When the upload is done, the app installs and launches, as shown below.
On your Google Cloud Debian server, in an SSH session, execute these commands:
sudo apt update
sudo apt install android-sdk -y
sudo apt install python3-pip -y
pip3 install gmsaas
Execute this command:
nano ~/.bashrc
Add this line at the end
export PATH="$PATH:/home/$USER/.local/bin"
Save the file with Ctrl+X,
Y, Enter.
Execute this command:
source ~/.bashrc
On your Debian cloud server,
execute these commands, replacing
the email address with the
email address you used to log in
to Genymotion Cloud:
gmsaas config set android-sdk-path /usr/lib/android-sdk/
gmsaas auth login sam@mailinator.com
Enter your Genymotion Cloud password
when you are prompted to.
As a point of interest, your password is saved locally with Base64 encoding, as shown below, an outrageously insecure practice.
gmsaas instances list
You see your running instance,
as shown below.
On your Debian cloud server, execute these commands:
gmsaas instances list -q | xargs -n1 gmsaas instances adbconnect
adb devices -l
Your device is attached, as shown below.
Note: the first time I ran the "gmsaas adbconnect" command, it
put out several pages of messages. If that happens,
don't worry about it.)
adb logcat
A lot of messages scroll by,
as shown below.
Press Ctrl+C to stop the scrolling.
adb logcat | grep password
The screen is quiet, waiting for
log lines including the string
"password",
as shown below.
flagme@aol.com
In the Password field, hit several random numbers and letters, as shown below. Click the green Go button.

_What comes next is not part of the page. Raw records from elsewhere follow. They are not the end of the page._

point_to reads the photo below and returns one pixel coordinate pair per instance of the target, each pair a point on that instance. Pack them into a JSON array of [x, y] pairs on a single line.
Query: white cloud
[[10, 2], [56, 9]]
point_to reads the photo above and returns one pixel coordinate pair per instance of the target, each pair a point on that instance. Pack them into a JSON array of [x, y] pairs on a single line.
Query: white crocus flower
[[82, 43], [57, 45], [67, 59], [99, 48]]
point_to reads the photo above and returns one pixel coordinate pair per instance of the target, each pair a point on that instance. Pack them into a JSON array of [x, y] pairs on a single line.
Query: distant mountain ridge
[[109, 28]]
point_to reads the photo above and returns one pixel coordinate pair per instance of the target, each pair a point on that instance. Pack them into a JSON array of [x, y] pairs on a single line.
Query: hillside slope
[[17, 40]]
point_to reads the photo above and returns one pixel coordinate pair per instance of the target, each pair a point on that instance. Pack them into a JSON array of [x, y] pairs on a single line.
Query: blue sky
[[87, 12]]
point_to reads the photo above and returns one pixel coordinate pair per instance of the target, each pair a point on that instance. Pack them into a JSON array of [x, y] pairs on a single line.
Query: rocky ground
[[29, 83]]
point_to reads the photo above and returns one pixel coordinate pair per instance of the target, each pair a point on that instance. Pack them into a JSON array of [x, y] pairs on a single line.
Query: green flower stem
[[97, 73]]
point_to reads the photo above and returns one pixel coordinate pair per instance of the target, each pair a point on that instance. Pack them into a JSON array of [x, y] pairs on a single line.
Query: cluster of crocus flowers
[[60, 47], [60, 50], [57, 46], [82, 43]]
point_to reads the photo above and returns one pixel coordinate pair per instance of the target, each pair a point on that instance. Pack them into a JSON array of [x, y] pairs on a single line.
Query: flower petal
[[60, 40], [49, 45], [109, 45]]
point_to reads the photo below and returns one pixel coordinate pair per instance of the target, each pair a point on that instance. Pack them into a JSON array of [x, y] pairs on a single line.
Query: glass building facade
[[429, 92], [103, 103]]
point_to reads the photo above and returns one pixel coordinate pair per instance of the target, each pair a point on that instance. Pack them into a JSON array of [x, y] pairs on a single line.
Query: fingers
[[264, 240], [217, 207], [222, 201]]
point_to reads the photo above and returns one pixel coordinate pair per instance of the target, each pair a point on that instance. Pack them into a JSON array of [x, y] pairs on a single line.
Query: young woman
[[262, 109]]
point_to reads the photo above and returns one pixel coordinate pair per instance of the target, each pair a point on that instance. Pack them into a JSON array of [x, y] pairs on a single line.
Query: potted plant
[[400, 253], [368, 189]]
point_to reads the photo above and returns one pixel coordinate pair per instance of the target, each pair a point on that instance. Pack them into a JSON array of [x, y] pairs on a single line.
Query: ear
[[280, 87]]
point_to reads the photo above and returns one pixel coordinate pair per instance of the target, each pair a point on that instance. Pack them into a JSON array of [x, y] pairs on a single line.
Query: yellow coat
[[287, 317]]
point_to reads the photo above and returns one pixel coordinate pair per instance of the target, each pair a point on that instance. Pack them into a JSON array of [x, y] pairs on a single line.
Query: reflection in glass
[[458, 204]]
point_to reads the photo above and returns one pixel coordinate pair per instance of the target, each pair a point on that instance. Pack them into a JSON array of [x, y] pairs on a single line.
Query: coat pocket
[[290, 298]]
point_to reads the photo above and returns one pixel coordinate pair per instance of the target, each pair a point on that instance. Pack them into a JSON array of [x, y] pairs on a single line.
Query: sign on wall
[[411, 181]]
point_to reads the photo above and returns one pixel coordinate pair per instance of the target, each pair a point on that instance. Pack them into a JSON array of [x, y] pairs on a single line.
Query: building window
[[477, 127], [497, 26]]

Flag M110.1: Exposed Password (15 pts extra)
On your Debian cloud server, that account's password appears. It contains the flag, which is covered by a green box in the image below.
Capturing a Screen Image
Capture a WHOLE-DESKTOP image showing the flag.Save the image as "Proj W 200 from YOUR NAME".
https://portswigger.net/burp/communitydownload
Click the "Download for Linux (64-bit)" button, as shown below.
Save the file.
On your Debian server, in an SSH window, execute this command:
sudo bash ./snap/firefox/common/Downloads/burpsuite_community_lin
ux_v2_1_04.sh
Press Enter to accept the default for
each question.
On your Linux desktop,
right-click and click
Applications,
Other,
"Burp Suite Community Edition",
as shown below.
Click "I Acceept". Click Next. Click "Start Burp".
Click the Options sub-tab.
In the "Proxy Listeners" section, click 127.0.0.1:8080 and click the Edit button.
In the "Edit proxy listener" box, click the "All interfaces" button.
Click OK. Click Yes.
The "Proxy Listeners" section should now show an Interface of click *:8080, as shown below.
Click the "HTTP history" sub-tab.
Scroll down to the "NETWORKING" section.
Point to "VPC network" and click "Firewall rules".
At the top center, click "CREATE FIREWALL RULE".
Enter these values, as shown below:
In the Google Cloud Console, at the top left, click the three-bar "hamburger" icon.
Point to "Compute Engine" and click "VM instances".
Find your Linux server's public IP address, as shown below:
Click the Home Button again and drag it up to see all apps.
Click Settings. Click "Network & internet". Click Wi-Fi.
In the "AndroidWifi" line, click the gear icon.
At the top right, click the pencil icon.
In the AndroidWifi box, click the arrow to expand "Advanced options".
Set the Proxy to Manual. Enter your Debian Cloud Server's IP address and a port of 8080, as shown below.
Click SAVE.
Click the Home Button again and drag it up to see all apps.
Click EquityPandit.
Change the username to
flagme2@aol.com
Click Go.
Flag M110.2: Transmitted Password (10 pts extra)
In Burp, click the second HTTP POST request and click the Response sub-tab to see the flag, which is covered by a green box in the image below.
Capturing a Screen Image
Capture a WHOLE-DESKTOP image showing the flag.Save the image as "Proj M 110 from YOUR NAME".